Using past buying habits can give you leeway, but it won’t go far enough when we look to a year like 2021 where consumer preferences will flow more than ever. A managing director of consulting firm AlixPartners LLP stated in the Wall Street Journal story: “It’s a bad approach to just make decisions.” Instead, the piece says: Retailers need to figure out what consumers want from them and then stand up for it.

It reminds me of the famous quote often attributed to John Wanamaker about marketing investments: “Half the money I spend on advertising is wasted; The problem is, I don’t know which half. “… How stupid in this day and age of data that according to the NRF 50% of products also fail. So which one do you drop

A new report from Mazars discussed how the luxury model will be reborn as the industry adapts to the changing expectations of new customer cohorts. According to the report, the luxury sector has long viewed in-person sales as central. Today, however, the play notes that that is changing and that the global luxury sector is re-adjusting to the expectations and demands of customers who may never set foot in their businesses, as well as wealthy Millennials and Gen Zers and wealthy customers in China . These customers expect experiences that allow them to browse and purchase both online and in-store, for instant and accurate information about a product’s sustainability and authenticity, and for post-purchase care. This has sparked a full digital transformation in the luxury industry, and these retailers and brands are more focused than ever on customers to build loyalty, create experiences and drive repeat sales, the report said.

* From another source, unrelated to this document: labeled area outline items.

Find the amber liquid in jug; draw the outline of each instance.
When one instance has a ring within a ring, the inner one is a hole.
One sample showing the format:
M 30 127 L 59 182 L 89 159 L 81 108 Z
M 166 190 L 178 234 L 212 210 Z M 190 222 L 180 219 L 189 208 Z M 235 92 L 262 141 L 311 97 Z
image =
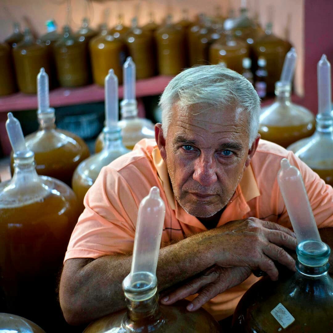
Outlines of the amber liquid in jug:
M 8 45 L 0 43 L 0 96 L 8 95 L 16 91 L 10 51 Z
M 243 71 L 243 59 L 248 58 L 249 54 L 246 44 L 234 39 L 229 33 L 212 44 L 209 48 L 209 59 L 211 64 L 223 63 L 226 67 L 241 74 Z
M 312 113 L 290 100 L 290 85 L 279 82 L 276 85 L 275 101 L 262 110 L 259 133 L 261 139 L 286 148 L 314 131 L 315 121 Z
M 185 36 L 181 27 L 172 23 L 168 15 L 166 23 L 156 32 L 158 71 L 163 75 L 176 75 L 185 68 Z
M 138 26 L 136 17 L 132 20 L 132 25 L 126 34 L 125 41 L 130 55 L 135 63 L 137 79 L 153 76 L 156 67 L 153 37 Z
M 77 136 L 56 128 L 54 109 L 38 115 L 39 130 L 25 138 L 28 148 L 35 153 L 36 171 L 70 186 L 77 166 L 90 155 L 88 147 Z M 11 162 L 12 174 L 12 154 Z
M 109 70 L 112 68 L 122 83 L 123 65 L 126 59 L 125 44 L 115 38 L 110 32 L 105 35 L 97 36 L 90 43 L 93 77 L 94 82 L 104 86 L 104 79 Z
M 30 30 L 24 32 L 24 39 L 13 49 L 15 71 L 19 89 L 22 93 L 37 92 L 36 77 L 41 67 L 50 74 L 48 52 L 45 46 L 36 43 Z
M 11 48 L 16 47 L 16 45 L 24 38 L 24 36 L 20 31 L 20 24 L 15 22 L 13 24 L 13 33 L 5 40 Z
M 272 25 L 267 24 L 265 33 L 258 37 L 251 46 L 255 63 L 260 57 L 267 62 L 267 95 L 274 93 L 275 83 L 280 79 L 283 61 L 288 46 L 284 41 L 273 34 Z
M 6 311 L 47 332 L 61 331 L 57 277 L 78 217 L 77 201 L 63 182 L 37 174 L 19 123 L 10 113 L 8 119 L 15 172 L 0 184 L 0 287 Z
M 53 48 L 58 77 L 62 87 L 80 87 L 89 83 L 88 54 L 86 44 L 72 34 L 68 26 Z

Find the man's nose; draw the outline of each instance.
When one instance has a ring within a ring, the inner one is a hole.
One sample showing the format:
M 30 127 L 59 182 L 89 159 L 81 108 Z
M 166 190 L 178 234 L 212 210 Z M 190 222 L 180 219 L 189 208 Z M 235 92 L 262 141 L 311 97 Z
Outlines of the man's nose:
M 217 179 L 216 162 L 214 156 L 201 153 L 194 163 L 193 179 L 202 186 L 210 186 Z

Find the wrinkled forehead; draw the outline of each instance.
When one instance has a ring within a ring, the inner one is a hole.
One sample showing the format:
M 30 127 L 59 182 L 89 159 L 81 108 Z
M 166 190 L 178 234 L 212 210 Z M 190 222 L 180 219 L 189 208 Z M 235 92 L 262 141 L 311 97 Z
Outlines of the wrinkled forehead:
M 169 128 L 179 126 L 194 126 L 207 131 L 228 127 L 241 127 L 248 132 L 247 113 L 235 103 L 216 106 L 207 104 L 182 107 L 175 103 Z

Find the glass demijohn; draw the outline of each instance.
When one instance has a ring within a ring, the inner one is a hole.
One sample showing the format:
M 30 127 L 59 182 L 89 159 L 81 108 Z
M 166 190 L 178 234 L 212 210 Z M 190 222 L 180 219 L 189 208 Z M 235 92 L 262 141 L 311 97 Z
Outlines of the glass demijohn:
M 156 271 L 165 215 L 160 190 L 154 186 L 139 207 L 131 272 L 123 282 L 127 311 L 97 320 L 84 333 L 219 331 L 217 322 L 202 308 L 189 312 L 185 301 L 159 304 Z
M 330 250 L 321 241 L 300 172 L 281 161 L 278 182 L 298 245 L 296 272 L 280 270 L 279 279 L 255 283 L 236 308 L 237 333 L 329 333 L 333 327 Z
M 6 129 L 14 171 L 10 180 L 0 184 L 0 294 L 4 295 L 4 311 L 31 320 L 47 332 L 63 331 L 57 277 L 79 217 L 77 199 L 62 182 L 37 174 L 34 153 L 11 113 Z
M 37 79 L 40 128 L 25 137 L 27 147 L 35 154 L 37 173 L 57 178 L 70 186 L 74 170 L 89 156 L 89 149 L 77 136 L 56 128 L 54 109 L 50 107 L 48 77 L 44 68 L 41 69 Z M 12 173 L 14 164 L 12 157 Z
M 317 66 L 318 112 L 316 131 L 288 149 L 306 163 L 325 182 L 333 186 L 333 117 L 331 64 L 323 55 Z
M 124 99 L 121 103 L 122 119 L 118 126 L 122 130 L 124 146 L 132 150 L 142 139 L 155 139 L 154 125 L 148 119 L 138 117 L 135 92 L 135 64 L 132 58 L 127 58 L 124 66 Z M 104 133 L 99 136 L 95 146 L 96 153 L 103 149 Z
M 291 100 L 297 57 L 292 48 L 286 56 L 280 80 L 275 83 L 275 100 L 271 105 L 262 108 L 259 120 L 261 139 L 285 148 L 311 135 L 314 131 L 312 113 Z
M 102 168 L 130 151 L 123 145 L 121 130 L 118 125 L 118 79 L 113 70 L 110 69 L 105 78 L 105 90 L 106 123 L 103 132 L 104 141 L 103 149 L 79 165 L 72 180 L 73 189 L 81 204 L 82 211 L 84 209 L 84 196 L 96 180 Z

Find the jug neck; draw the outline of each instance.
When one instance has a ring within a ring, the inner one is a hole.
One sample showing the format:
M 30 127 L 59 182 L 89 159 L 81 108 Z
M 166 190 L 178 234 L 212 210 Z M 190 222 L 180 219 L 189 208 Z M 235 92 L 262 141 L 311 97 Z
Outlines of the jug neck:
M 104 138 L 104 149 L 107 150 L 119 150 L 124 148 L 122 140 L 121 129 L 119 127 L 103 129 Z
M 124 100 L 120 104 L 122 119 L 134 119 L 138 118 L 137 103 L 135 100 Z
M 46 112 L 40 112 L 38 110 L 37 117 L 40 130 L 52 130 L 56 128 L 56 116 L 53 108 L 49 108 Z
M 24 182 L 39 182 L 35 162 L 35 154 L 31 151 L 26 150 L 14 153 L 14 174 L 11 183 L 15 183 L 24 177 Z
M 138 277 L 141 278 L 138 279 Z M 145 272 L 133 275 L 130 274 L 124 279 L 123 288 L 127 303 L 127 317 L 123 326 L 130 326 L 131 332 L 139 333 L 146 331 L 148 326 L 150 331 L 155 331 L 163 324 L 165 321 L 159 311 L 156 275 Z
M 281 104 L 290 105 L 291 103 L 290 84 L 283 83 L 278 81 L 275 84 L 275 101 Z
M 329 115 L 318 113 L 316 116 L 316 131 L 323 135 L 333 134 L 333 117 Z

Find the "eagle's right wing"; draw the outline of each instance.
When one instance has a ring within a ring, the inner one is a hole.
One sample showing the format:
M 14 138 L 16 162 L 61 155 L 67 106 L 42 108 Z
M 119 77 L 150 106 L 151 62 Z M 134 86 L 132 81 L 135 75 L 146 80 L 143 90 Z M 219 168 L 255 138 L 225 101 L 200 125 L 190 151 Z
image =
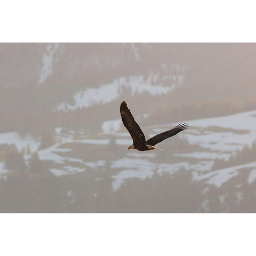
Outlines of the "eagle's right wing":
M 147 145 L 155 146 L 156 144 L 163 141 L 164 140 L 176 135 L 181 131 L 187 129 L 188 127 L 188 125 L 186 123 L 182 124 L 180 124 L 172 129 L 169 130 L 169 131 L 166 131 L 166 132 L 157 134 L 154 137 L 150 138 L 150 139 L 146 141 L 146 143 Z
M 136 123 L 130 109 L 127 108 L 125 101 L 123 101 L 120 106 L 120 114 L 124 125 L 129 132 L 133 140 L 133 145 L 142 146 L 146 145 L 144 134 L 139 125 Z

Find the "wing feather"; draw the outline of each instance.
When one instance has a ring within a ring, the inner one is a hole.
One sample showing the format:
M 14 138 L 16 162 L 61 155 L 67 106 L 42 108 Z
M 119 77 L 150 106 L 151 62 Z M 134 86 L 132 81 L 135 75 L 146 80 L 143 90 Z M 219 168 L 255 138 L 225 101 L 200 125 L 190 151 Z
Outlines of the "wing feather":
M 188 125 L 186 123 L 182 124 L 180 124 L 169 131 L 166 131 L 166 132 L 157 134 L 154 137 L 150 138 L 150 139 L 146 142 L 146 143 L 147 145 L 155 146 L 158 143 L 163 141 L 164 140 L 176 135 L 181 131 L 184 131 L 185 130 L 187 129 L 188 127 Z
M 124 125 L 132 138 L 134 147 L 145 145 L 145 136 L 139 125 L 136 123 L 133 116 L 132 116 L 131 111 L 127 107 L 126 103 L 124 100 L 120 106 L 120 114 Z

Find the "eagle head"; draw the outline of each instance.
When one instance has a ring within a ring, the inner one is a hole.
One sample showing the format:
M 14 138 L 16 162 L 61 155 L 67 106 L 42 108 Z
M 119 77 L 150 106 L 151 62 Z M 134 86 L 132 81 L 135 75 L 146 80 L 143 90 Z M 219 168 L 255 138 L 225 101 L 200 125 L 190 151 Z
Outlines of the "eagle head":
M 131 149 L 131 148 L 134 148 L 134 146 L 133 146 L 133 144 L 129 146 L 129 147 L 128 148 L 128 150 Z

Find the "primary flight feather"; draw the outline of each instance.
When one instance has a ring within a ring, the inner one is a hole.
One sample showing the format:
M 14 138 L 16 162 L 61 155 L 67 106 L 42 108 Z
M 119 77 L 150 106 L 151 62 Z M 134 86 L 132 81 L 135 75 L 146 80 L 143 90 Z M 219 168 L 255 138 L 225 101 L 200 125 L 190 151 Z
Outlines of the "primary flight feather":
M 120 106 L 120 114 L 124 125 L 129 132 L 133 141 L 133 144 L 131 145 L 128 149 L 134 148 L 140 151 L 161 149 L 155 147 L 155 145 L 168 138 L 174 136 L 181 131 L 187 129 L 188 127 L 186 123 L 180 124 L 172 129 L 157 134 L 146 141 L 143 132 L 136 123 L 124 100 Z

The reality is that retailers and brands shouldn’t just burn and burn, they should find a way to search their inventory to get consumers what they want, in order to squeeze every dollar out of it to survive.

I recently attended the WWD Virtual Apparel and Retail Summit, where I shared with Jonathan Duskin, CEO of Macellum Capital Management. We discussed how companies need to reduce risks. Move quickly. Exam. Expect. Then act. And that approach needs to have the right data to support decisions. The fact that only a fraction of retailers and brands have invested in technology that, in my humble opinion, enable them to anticipate consumer buying behavior is difficult to fathom right now – especially as innovation in the industry has accelerated.

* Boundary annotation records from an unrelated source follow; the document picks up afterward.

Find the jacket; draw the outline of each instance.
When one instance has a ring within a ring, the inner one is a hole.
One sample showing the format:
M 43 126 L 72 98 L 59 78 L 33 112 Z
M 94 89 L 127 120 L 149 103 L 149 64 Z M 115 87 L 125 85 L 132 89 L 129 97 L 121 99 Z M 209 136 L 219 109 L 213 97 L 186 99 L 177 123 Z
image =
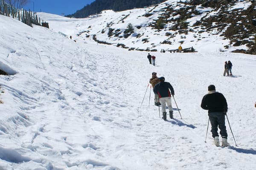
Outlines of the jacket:
M 171 93 L 170 93 L 170 89 Z M 171 94 L 174 95 L 173 88 L 169 82 L 160 82 L 157 84 L 154 88 L 154 92 L 157 94 L 159 98 L 171 97 Z
M 160 80 L 157 77 L 153 77 L 152 76 L 152 78 L 149 79 L 149 83 L 151 84 L 153 88 L 154 88 L 156 85 L 159 82 L 160 82 Z
M 227 112 L 227 103 L 224 96 L 220 93 L 215 92 L 204 95 L 202 99 L 201 108 L 212 112 Z

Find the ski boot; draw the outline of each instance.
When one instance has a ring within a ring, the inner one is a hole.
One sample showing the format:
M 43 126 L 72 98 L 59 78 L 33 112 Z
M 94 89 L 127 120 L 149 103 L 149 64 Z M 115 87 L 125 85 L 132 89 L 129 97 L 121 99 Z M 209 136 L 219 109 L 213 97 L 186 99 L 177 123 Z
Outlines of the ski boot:
M 220 146 L 220 141 L 218 139 L 218 136 L 215 136 L 214 137 L 214 144 L 216 146 Z
M 230 144 L 227 142 L 227 139 L 225 137 L 222 137 L 222 146 L 225 147 L 230 145 Z
M 166 120 L 166 112 L 163 112 L 163 117 L 162 118 L 163 120 Z
M 173 119 L 173 111 L 172 111 L 172 110 L 169 111 L 169 113 L 170 114 L 170 118 Z

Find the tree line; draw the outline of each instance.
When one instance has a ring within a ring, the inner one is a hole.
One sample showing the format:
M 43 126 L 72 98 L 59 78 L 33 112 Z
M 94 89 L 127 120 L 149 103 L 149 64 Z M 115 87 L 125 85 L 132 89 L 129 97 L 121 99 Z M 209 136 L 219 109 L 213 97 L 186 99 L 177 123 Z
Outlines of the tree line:
M 143 8 L 160 3 L 166 0 L 96 0 L 87 4 L 74 14 L 65 16 L 77 18 L 84 18 L 89 15 L 99 14 L 103 10 L 112 9 L 122 11 L 134 8 Z

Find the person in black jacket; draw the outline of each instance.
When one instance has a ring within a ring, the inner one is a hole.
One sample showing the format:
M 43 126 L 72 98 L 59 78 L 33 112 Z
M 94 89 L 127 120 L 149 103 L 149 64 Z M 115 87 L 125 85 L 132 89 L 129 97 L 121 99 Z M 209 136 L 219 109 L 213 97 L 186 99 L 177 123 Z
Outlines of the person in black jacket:
M 222 146 L 228 146 L 227 133 L 225 125 L 225 115 L 227 111 L 227 103 L 222 94 L 216 91 L 214 85 L 208 86 L 208 94 L 204 95 L 202 99 L 201 107 L 208 110 L 209 119 L 212 125 L 211 132 L 214 139 L 215 144 L 219 146 L 218 128 L 220 129 L 220 133 L 222 138 Z
M 147 57 L 148 57 L 148 61 L 149 62 L 149 64 L 151 64 L 152 63 L 152 61 L 151 60 L 151 57 L 152 57 L 152 56 L 151 56 L 151 55 L 150 55 L 149 54 L 149 53 L 148 53 L 148 55 Z
M 171 95 L 174 95 L 174 90 L 173 88 L 169 82 L 165 82 L 165 78 L 161 77 L 159 78 L 160 82 L 156 85 L 154 88 L 154 92 L 157 94 L 159 96 L 159 101 L 162 105 L 162 112 L 163 112 L 163 119 L 166 120 L 166 105 L 169 109 L 170 118 L 173 119 L 173 111 L 172 106 L 172 100 Z M 170 92 L 170 90 L 171 92 Z
M 227 62 L 226 61 L 225 62 L 225 64 L 224 65 L 224 73 L 223 73 L 223 76 L 226 76 L 226 73 L 227 76 L 229 76 L 229 73 L 228 72 L 229 68 L 228 64 L 227 64 Z
M 232 75 L 232 66 L 233 66 L 233 65 L 232 65 L 232 63 L 231 62 L 231 61 L 228 61 L 227 62 L 227 65 L 228 65 L 228 71 L 229 71 L 230 72 L 230 76 L 233 76 Z

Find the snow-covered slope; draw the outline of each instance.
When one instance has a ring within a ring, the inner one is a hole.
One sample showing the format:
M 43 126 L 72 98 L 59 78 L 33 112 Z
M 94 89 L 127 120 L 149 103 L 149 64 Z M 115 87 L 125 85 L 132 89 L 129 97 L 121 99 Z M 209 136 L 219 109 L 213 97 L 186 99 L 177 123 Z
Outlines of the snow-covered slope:
M 154 66 L 148 52 L 58 33 L 73 36 L 100 18 L 43 14 L 51 29 L 0 15 L 0 69 L 10 74 L 0 76 L 0 169 L 255 169 L 255 56 L 218 52 L 212 37 L 198 52 L 151 52 Z M 222 75 L 228 60 L 234 77 Z M 175 119 L 159 118 L 146 91 L 153 71 L 173 86 L 183 119 L 173 99 Z M 204 143 L 200 104 L 212 84 L 227 98 L 238 146 L 227 122 L 232 146 L 215 147 L 209 130 Z
M 213 51 L 252 48 L 254 34 L 251 32 L 255 26 L 250 23 L 256 18 L 245 13 L 250 13 L 247 11 L 254 4 L 251 1 L 230 2 L 224 6 L 224 11 L 220 5 L 219 8 L 203 7 L 201 4 L 190 5 L 190 1 L 195 1 L 168 0 L 156 6 L 120 12 L 106 10 L 98 17 L 79 19 L 38 14 L 49 23 L 51 29 L 72 35 L 76 40 L 94 41 L 94 35 L 97 40 L 113 46 L 121 44 L 132 50 L 168 51 L 177 49 L 182 44 L 183 48 L 193 46 L 198 51 L 212 43 L 215 45 L 212 49 Z M 256 11 L 252 10 L 252 14 Z M 157 29 L 155 25 L 160 18 L 166 24 L 163 29 Z M 125 34 L 129 23 L 134 32 Z M 246 23 L 250 24 L 245 25 Z

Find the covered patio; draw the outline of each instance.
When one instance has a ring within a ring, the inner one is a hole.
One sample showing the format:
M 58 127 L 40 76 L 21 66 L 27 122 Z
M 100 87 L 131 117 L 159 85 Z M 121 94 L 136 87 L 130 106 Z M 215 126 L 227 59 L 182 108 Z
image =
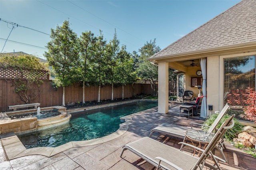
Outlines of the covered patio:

Our recent survey further demonstrated this ubiquitous separation.

For the next year, it is likely that we will see more of this in the first six months (i.e. bankruptcies, closings, liquidations) and likely longer as we wait for vaccinations to reach critical mass. CEOs and business decision-makers need to stop being tactical about how they run their business and use anything other than history or gut instinct to effectively improve margins. Harnessing the consumer’s voice through technology is the missing link enabling retailers and brands to ensure their inventory matches what consumers want to buy and create experiences that generate much-needed recurring revenue.